ああ、そういうことね、と俺は美千瑠の手を引いて歩き出す。
「いいから行くぞ」
「え、でも焼きそば……」と呟く美千瑠に、俺は容赦なくその手を強く握って歩を進めた。
焼きそばに未練があったような美千瑠は屋台を振り返っていたが、俺が急に手を握ったせいか驚いて俺の顔を見上げている。そんな美千瑠に俺ははっきりと言う。
「あのなぁ、分からないのか? あれはナンパだ」
「え?」
きょとんとする美千瑠に、俺は呆れて盛大なため息をついた。
「お前、男に免疫ないだろ? だから声を掛けられてほいほいついて行こうとするんだ」
何故だか無性に腹が立って、俺の口からついきつい言葉が飛び出してしまう。
「な……っ。そんな言い方しなくてもよくない!? 確かに私は、男性に免疫がないかもだけど……。ほいほいついて行ったりなんてしないし!」
「どうだか? 現に男に声を掛けられて立ち止まってただろ。恋人ごっこだって本当は、別に俺じゃなくてもよかったんじゃないか?」
俺の言葉に美千瑠は大きく目を見開いて、酷く傷ついたような顔をした。
「どうして……、どうしてそんなこと言うの?」
「どうしてって……」
どうしてだろう? 俺は何にそんなに腹を立てているんだ?
最近の俺はどうにも可笑しい。
美千瑠がナンパされたことくらいどうでもいいじゃないか。俺たちはただ恋人ごっこをしているだけのただの友人で、本当の恋人などではない。それなのに、何故こんなにも感情を動かされなくてはならないのか。
焼きとうもろこしの屋台が近くにあって、香ばしいしょう油の匂いが洟についた。
俺は一体何に腹を立てている……?
少し冷静さを取り戻した俺は、ゆっくりと口を開いた。
「悪い。言い過ぎた。俺はただ、今は俺が彼氏なんだから、他の男にほいほいついて行くなって言いたくて…………」
ん…………?
自分で口に出して、俺は自分自身の言葉に驚いてしまう。
俺、今なんて言った? これじゃあまるで、嫉妬してるみたいじゃないか?
しまった、と思っていると、先程まで泣きそうな表情をしていた美千瑠が、にんまりと口角を上げている。
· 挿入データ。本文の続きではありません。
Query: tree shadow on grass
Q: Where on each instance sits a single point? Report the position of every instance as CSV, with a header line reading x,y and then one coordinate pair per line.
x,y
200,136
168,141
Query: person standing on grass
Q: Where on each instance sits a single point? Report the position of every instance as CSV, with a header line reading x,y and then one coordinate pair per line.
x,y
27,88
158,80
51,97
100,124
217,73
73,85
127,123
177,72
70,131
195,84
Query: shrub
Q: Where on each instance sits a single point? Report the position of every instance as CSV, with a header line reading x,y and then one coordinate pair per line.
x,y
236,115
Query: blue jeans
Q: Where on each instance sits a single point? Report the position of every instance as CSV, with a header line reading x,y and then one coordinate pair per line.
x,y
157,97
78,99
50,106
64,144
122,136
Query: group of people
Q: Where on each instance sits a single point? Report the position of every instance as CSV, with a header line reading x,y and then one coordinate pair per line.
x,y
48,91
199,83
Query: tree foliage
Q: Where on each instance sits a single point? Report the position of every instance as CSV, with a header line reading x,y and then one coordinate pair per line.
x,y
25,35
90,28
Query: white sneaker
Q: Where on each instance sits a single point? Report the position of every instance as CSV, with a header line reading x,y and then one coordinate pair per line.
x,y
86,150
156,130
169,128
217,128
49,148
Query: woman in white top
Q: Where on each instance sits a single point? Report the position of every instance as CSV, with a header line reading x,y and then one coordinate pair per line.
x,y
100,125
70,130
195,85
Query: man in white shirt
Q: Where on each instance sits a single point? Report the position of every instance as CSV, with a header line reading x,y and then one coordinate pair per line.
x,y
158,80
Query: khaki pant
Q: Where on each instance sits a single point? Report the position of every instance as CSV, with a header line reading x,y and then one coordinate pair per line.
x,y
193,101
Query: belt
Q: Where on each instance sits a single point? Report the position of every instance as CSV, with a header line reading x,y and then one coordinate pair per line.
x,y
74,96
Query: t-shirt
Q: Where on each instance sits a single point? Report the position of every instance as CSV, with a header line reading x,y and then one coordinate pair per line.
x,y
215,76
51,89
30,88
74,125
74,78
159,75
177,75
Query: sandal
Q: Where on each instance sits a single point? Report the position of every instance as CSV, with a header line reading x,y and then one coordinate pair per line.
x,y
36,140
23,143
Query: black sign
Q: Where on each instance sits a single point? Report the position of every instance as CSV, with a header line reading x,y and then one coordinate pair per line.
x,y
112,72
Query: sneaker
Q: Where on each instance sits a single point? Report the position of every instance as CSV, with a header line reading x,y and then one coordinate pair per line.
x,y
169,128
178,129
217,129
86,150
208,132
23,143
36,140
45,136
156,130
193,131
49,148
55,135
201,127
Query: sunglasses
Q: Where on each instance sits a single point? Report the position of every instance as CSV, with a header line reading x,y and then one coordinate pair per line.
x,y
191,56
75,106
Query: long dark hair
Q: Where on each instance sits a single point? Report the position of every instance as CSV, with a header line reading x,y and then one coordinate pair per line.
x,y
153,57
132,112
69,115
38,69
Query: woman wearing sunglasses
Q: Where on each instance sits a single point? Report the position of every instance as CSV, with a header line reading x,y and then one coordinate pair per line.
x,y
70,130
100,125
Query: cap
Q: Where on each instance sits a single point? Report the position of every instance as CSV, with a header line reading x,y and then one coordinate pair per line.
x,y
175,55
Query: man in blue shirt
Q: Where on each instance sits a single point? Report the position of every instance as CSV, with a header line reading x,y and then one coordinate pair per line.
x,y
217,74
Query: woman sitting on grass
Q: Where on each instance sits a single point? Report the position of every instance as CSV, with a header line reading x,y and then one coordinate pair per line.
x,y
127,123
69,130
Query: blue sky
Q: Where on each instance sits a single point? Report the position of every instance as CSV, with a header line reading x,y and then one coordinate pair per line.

「なあんだ。凍華、彼女が取られると思って嫉妬してたんだ?」
ドヤ顔で笑う美千瑠が、酷く鬱陶しい。
「そうならそうと言ってよ! 私、彼氏一筋だぞ?」
「はいはい、ありがとう愛しのハニー」
めんどくさ、と思いながらも美千瑠が上機嫌になったし、まぁいいか。と適当に話を終わらせることにする。
嫉妬? まさかな?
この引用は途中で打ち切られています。